English | 简体中文
flowchart LR
subgraph ga["`**Input**`"]
direction LR
aa("`**FFmpeg**`")
ab("`**Device audio**`")
ac("`**yt-dlp**`")
ad("`**Local video file**`")
ae("`**Live streaming**`")
ac --> aa
ad --> aa
ae --> ac
end
subgraph gb["`**Audio Slicing**`"]
direction LR
ba("`**VAD**`")
end
subgraph gc["`**Transcription**`"]
direction LR
ca("`**Whisper**`")
cb("`**Faster-Whisper**`")
cc("`**Whisper API**`")
end
subgraph gd["`**Translation**`"]
direction LR
da("`**GPT API**`")
db("`**Gemini API**`")
end
subgraph ge["`**Output**`"]
direction LR
ea("`**Print to stdout**`")
eb("`**Cqhttp**`")
ec("`**Discord**`")
ed("`**Telegram**`")
ee("`**Save to file**`")
end
aa --> gb
ab --> gb
gb ==> gc
gc ==> gd
gd ==> ge
Command line utility to transcribe or translate audio from livestreams in real time. Uses yt-dlp to get livestream URLs from various services and Whisper / Faster-Whisper for transcription.

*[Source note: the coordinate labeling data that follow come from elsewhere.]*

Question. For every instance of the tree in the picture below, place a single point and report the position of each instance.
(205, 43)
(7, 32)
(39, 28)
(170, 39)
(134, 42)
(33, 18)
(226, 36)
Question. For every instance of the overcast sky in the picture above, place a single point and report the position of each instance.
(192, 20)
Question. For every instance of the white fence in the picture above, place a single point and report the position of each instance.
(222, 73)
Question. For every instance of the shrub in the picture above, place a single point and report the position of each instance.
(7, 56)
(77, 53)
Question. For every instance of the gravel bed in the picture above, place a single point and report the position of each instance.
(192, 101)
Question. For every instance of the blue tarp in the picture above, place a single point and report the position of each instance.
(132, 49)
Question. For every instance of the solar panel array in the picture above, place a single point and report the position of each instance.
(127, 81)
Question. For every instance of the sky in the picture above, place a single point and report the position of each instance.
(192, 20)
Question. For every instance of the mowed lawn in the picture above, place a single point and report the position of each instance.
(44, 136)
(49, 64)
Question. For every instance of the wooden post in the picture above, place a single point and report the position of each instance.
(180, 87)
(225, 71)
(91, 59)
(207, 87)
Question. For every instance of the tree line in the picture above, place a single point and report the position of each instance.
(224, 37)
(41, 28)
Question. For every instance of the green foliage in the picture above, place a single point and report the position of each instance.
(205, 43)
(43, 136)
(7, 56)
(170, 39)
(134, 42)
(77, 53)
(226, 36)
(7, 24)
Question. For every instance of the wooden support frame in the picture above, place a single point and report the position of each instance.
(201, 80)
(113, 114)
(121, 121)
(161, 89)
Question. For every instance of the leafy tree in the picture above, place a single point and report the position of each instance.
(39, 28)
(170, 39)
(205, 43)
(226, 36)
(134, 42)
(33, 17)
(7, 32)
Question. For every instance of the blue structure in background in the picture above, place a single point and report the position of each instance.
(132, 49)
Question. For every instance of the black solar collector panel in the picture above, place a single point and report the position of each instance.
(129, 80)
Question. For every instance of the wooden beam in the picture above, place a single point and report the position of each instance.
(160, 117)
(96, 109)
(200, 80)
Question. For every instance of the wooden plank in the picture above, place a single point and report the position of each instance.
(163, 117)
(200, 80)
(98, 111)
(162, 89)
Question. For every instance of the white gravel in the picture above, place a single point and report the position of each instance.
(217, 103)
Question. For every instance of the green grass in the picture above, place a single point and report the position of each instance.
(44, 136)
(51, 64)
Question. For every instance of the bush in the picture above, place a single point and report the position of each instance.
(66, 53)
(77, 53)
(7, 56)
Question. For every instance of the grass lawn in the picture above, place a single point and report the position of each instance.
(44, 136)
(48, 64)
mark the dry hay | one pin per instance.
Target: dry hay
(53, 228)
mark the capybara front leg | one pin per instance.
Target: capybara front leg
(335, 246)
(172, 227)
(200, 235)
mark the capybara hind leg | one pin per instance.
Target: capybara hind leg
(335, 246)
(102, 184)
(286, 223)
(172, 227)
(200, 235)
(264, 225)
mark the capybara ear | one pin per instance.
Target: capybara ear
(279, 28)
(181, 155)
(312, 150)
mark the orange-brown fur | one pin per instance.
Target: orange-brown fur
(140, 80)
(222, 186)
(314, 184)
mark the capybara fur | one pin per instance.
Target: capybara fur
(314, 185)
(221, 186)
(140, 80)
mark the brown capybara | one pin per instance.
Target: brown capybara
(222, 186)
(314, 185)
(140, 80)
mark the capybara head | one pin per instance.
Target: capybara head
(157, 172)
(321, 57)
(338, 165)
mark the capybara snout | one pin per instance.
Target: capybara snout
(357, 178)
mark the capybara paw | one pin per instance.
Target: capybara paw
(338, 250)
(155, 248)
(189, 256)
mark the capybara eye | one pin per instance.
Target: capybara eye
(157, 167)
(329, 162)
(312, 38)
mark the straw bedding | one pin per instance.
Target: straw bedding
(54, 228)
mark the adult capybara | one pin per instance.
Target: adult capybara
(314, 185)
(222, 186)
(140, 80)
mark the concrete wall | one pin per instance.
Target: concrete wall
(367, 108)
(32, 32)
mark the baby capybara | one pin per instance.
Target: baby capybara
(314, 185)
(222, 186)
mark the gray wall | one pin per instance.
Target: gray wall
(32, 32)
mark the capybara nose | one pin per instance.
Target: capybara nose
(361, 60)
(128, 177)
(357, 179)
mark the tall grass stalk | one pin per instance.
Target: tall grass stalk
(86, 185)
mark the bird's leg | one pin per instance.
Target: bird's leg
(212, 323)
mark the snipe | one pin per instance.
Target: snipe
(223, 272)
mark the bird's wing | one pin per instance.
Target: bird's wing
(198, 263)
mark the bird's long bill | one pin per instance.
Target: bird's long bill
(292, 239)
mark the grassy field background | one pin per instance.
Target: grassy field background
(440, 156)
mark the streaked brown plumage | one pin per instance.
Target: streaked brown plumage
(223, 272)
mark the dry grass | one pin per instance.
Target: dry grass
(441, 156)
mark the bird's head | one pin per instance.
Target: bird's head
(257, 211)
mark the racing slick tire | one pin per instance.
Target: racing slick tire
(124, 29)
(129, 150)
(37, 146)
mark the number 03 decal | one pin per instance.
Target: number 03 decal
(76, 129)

This fork optimized the audio slicing logic based on VAD, introduced GPT API / Gemini API to support language translation beyond English, and supports input from the audio devices.
Linux or Windows:
- Python >= 3.8 (Recommend >= 3.10)
- Install CUDA on your system..
- Install cuDNN to your CUDA dir if you want to use Faseter-Whisper.
- Install PyTorch (with CUDA) to your Python.
- Create a Google API key if you want to use Gemini API for translation. (Free 15 requests / minute)
- Create a OpenAI API key if you want to use Whisper API for transcription or GPT API for translation.
If you are in Windows, you also need to:
- Install and add ffmpeg to your PATH.
- Install yt-dlp and add it to your PATH.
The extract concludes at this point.